Lime Files for Nasdaq IPO to Clear Debt After $59.3 Million Loss
Lime seeks a U.S. IPO to repay debt amid a $59.3M loss, 29.1% revenue growth, and Bird’s failed public debut as a cautionary tale.
TL;DR
Lime filed for a Nasdaq IPO on May 8 2026 under ticker LIME, aiming to use proceeds to erase debt despite a $59.3 million net loss and 29.1% revenue growth to $886.7 million in 2025. The move echoes Bird’s 2021 SPAC launch, which saw its stock drop ~90% before bankruptcy.

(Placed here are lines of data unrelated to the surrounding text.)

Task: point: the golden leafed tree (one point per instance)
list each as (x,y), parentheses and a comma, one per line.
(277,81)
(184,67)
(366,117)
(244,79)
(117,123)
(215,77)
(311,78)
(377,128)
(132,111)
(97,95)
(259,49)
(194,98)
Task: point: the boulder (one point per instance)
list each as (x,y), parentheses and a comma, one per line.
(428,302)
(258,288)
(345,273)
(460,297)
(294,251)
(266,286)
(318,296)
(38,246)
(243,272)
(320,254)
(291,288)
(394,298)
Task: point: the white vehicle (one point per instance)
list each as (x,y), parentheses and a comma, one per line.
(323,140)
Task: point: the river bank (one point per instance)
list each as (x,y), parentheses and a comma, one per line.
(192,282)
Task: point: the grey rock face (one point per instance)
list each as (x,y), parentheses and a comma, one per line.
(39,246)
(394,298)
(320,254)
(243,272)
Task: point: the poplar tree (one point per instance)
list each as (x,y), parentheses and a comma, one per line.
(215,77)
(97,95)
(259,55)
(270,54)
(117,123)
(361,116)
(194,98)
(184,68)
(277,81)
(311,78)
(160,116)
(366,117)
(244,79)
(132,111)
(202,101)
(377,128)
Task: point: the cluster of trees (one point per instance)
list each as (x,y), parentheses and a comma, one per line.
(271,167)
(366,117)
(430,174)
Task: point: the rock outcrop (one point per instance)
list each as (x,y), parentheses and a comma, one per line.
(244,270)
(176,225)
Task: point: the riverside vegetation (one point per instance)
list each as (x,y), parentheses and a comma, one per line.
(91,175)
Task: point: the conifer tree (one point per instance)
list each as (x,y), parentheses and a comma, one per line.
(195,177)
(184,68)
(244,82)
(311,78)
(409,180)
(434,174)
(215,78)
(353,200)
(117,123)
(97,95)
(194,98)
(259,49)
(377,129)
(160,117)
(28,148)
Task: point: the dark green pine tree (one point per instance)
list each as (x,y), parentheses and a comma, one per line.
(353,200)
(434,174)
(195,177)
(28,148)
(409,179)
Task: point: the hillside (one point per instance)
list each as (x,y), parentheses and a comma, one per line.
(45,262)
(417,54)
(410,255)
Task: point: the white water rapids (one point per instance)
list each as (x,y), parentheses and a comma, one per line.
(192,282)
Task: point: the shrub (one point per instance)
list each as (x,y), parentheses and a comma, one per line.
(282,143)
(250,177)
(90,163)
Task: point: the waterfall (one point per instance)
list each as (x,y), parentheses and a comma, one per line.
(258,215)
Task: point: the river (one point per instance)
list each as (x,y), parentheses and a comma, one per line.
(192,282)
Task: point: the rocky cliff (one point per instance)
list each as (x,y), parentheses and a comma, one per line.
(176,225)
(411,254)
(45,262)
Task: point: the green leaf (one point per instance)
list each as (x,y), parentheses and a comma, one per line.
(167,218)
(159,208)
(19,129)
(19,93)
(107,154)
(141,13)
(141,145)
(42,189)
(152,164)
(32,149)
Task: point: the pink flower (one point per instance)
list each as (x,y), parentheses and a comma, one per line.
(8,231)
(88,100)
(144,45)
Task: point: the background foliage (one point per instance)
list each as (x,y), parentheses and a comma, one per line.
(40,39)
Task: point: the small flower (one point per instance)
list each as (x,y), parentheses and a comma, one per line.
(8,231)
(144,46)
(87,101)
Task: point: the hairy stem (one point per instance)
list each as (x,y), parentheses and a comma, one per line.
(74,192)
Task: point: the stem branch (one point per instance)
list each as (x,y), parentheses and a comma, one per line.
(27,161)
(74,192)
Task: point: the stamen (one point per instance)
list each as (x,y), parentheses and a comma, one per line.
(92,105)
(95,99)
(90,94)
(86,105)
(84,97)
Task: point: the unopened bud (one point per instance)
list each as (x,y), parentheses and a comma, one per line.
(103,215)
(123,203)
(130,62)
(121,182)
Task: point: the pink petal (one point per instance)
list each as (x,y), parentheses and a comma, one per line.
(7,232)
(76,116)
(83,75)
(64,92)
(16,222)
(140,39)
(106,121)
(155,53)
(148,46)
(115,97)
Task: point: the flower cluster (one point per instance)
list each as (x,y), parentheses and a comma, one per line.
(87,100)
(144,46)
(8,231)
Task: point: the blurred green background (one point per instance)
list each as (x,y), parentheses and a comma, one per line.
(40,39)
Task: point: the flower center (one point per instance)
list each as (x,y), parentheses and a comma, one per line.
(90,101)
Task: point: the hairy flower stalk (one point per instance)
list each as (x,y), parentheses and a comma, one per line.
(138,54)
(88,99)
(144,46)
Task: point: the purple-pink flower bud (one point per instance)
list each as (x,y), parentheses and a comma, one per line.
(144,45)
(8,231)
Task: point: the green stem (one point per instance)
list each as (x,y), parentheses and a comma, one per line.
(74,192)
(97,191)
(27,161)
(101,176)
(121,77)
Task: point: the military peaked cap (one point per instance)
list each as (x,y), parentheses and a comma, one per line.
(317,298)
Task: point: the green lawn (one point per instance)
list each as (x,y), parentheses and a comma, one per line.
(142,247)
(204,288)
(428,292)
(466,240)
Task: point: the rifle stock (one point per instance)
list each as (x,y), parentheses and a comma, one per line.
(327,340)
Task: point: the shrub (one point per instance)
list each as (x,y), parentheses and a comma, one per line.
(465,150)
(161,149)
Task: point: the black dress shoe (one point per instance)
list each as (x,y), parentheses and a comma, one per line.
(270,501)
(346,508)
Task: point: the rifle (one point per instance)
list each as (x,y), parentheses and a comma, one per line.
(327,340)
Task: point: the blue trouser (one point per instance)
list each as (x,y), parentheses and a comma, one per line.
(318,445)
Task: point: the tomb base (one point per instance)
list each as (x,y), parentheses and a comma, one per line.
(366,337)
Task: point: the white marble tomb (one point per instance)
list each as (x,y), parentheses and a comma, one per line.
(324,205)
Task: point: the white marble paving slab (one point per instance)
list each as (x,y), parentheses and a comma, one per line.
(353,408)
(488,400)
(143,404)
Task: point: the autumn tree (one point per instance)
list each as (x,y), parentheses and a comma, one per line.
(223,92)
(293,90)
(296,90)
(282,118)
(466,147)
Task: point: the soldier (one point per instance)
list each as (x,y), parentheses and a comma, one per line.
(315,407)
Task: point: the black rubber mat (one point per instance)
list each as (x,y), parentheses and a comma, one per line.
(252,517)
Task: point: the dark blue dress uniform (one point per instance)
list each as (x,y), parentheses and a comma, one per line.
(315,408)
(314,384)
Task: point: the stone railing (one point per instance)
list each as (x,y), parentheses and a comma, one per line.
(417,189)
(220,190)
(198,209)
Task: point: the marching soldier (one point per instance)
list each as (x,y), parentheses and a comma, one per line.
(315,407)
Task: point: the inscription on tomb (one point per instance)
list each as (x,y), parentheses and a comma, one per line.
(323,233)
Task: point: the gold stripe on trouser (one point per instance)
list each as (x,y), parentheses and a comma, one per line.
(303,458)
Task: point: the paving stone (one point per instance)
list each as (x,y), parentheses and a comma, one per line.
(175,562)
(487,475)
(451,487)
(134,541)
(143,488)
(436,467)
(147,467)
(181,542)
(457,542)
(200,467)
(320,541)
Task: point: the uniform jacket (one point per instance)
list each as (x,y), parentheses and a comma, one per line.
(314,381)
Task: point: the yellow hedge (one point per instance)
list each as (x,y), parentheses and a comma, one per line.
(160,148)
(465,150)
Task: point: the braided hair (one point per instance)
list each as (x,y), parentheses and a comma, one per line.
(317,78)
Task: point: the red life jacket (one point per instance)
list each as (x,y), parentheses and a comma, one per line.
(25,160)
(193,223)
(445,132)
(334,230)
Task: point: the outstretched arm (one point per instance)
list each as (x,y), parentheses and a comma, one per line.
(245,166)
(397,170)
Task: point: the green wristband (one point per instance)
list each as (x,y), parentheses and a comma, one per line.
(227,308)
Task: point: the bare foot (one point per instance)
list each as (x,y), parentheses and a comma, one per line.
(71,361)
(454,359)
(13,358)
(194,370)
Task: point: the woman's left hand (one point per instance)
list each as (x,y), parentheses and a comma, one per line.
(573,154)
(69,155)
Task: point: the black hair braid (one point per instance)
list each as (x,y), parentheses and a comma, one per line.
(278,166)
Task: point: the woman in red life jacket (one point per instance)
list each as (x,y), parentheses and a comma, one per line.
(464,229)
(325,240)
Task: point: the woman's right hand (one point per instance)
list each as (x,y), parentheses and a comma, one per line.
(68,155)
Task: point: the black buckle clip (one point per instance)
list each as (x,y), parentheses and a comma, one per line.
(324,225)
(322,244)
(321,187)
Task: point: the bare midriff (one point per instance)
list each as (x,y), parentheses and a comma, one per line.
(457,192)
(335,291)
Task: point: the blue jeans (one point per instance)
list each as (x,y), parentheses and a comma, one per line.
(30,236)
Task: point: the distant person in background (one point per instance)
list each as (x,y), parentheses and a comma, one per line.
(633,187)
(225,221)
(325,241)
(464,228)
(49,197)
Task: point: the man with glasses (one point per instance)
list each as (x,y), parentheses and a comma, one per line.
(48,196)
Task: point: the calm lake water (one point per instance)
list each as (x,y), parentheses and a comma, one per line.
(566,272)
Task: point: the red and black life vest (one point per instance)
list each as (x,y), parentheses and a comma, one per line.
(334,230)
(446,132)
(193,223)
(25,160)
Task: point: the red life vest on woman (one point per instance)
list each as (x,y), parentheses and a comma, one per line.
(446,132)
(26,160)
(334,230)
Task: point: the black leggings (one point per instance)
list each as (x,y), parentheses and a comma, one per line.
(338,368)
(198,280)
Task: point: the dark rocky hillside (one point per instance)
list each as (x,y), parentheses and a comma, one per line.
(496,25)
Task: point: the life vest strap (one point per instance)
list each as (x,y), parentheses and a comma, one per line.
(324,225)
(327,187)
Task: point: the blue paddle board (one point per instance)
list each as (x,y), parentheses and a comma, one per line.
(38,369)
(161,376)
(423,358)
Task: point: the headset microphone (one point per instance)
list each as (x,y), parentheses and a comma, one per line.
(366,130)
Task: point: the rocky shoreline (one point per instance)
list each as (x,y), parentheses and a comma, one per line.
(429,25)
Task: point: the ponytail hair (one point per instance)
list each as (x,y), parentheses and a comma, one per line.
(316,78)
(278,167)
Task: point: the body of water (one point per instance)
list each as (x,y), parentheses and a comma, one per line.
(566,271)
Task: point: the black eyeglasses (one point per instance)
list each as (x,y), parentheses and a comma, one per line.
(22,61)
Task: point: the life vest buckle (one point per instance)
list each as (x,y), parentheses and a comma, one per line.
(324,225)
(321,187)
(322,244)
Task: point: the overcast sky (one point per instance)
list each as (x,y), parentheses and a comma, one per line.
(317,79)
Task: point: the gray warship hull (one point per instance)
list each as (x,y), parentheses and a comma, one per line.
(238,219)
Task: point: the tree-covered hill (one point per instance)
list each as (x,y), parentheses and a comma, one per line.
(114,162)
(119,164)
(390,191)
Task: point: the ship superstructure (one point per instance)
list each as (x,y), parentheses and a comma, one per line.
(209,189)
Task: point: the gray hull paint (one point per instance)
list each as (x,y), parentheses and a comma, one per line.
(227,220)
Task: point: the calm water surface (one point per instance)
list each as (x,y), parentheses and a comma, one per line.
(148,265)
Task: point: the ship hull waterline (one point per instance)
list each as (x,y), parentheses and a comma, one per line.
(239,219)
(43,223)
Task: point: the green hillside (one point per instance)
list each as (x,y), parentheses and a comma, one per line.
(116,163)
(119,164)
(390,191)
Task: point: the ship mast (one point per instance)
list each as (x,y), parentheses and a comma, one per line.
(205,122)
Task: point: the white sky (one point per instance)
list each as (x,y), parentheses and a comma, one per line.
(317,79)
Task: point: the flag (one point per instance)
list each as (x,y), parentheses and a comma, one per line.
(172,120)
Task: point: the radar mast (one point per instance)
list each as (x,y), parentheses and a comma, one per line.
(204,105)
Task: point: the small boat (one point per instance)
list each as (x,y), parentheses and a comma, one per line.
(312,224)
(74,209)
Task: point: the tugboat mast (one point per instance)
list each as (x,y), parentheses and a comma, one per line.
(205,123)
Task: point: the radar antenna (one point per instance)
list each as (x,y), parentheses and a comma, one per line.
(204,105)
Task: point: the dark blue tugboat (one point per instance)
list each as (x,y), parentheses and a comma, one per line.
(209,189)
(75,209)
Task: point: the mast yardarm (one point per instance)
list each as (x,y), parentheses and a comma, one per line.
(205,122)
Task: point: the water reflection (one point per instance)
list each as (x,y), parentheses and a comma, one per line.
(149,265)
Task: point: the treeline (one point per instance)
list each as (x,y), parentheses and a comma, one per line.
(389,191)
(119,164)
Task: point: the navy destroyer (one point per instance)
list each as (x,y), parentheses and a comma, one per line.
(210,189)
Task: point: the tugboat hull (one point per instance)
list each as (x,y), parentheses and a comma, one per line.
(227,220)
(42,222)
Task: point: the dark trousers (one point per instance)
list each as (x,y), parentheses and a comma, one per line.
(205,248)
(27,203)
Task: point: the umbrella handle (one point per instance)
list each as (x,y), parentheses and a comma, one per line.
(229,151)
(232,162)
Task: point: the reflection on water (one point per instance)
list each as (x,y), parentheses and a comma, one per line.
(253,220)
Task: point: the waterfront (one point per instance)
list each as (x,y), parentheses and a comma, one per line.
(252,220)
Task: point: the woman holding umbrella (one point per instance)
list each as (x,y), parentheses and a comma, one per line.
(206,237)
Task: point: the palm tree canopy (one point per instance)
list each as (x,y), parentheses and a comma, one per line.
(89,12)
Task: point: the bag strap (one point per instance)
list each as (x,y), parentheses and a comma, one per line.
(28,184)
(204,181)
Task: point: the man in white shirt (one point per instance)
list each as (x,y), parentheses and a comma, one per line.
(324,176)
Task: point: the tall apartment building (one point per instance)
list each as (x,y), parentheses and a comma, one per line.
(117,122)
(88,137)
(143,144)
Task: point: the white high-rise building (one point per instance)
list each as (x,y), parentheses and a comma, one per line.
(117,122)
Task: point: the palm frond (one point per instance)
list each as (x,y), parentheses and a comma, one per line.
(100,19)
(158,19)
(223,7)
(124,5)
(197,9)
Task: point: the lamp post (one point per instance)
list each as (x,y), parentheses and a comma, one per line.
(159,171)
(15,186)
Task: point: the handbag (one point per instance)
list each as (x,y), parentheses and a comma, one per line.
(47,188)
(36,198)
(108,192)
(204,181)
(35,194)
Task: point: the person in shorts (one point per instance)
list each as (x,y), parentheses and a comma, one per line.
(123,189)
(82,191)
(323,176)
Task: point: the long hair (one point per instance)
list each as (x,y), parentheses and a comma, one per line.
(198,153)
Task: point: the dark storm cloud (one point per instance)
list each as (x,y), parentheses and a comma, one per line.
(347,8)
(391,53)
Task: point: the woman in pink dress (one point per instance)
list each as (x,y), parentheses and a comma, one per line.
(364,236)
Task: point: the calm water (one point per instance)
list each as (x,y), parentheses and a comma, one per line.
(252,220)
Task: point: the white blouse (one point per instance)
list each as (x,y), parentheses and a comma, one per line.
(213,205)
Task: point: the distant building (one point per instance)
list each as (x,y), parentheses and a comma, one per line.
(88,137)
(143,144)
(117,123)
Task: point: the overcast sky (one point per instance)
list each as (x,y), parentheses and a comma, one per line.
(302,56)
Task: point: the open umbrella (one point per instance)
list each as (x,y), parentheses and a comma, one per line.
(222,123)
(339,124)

Context Lime, officially Neutron Holdings Inc., is backed by Uber and plans to list on Nasdaq with Goldman Sachs, J.P. Morgan, and Jefferies as underwriters. The company says IPO funds will repay all outstanding debt, support operations, and finance tech acquisitions. Lime has generated positive free cash flow for three straight years, even as its net loss widened.
Key Facts Revenue reached $886.7 million in 2025, up 29.1% year‑over‑year. Net loss totaled $59.3 million for the same period. Using the average enterprise‑value‑to‑revenue multiple of comparable mobility peers (~2.5), Lime’s 2025 revenue implies an implied market cap of roughly $2.2 billion. Bird’s stock fell about 90% after its 2021 SPAC debut, leading to bankruptcy and delisting by 2024.
What It Means The IPO reflects a liquidity‑driven strategy: Lime hopes public markets will provide the cash needed to eliminate debt and sustain growth, a path Bird failed to follow. Investors will weigh Lime’s revenue momentum against its persistent losses and the scooter sector’s volatile track record.
Watch for the IPO pricing range and underwriter roadshow commentary, which will signal investor appetite for Lime’s debt‑repayment plan and its path to profitability.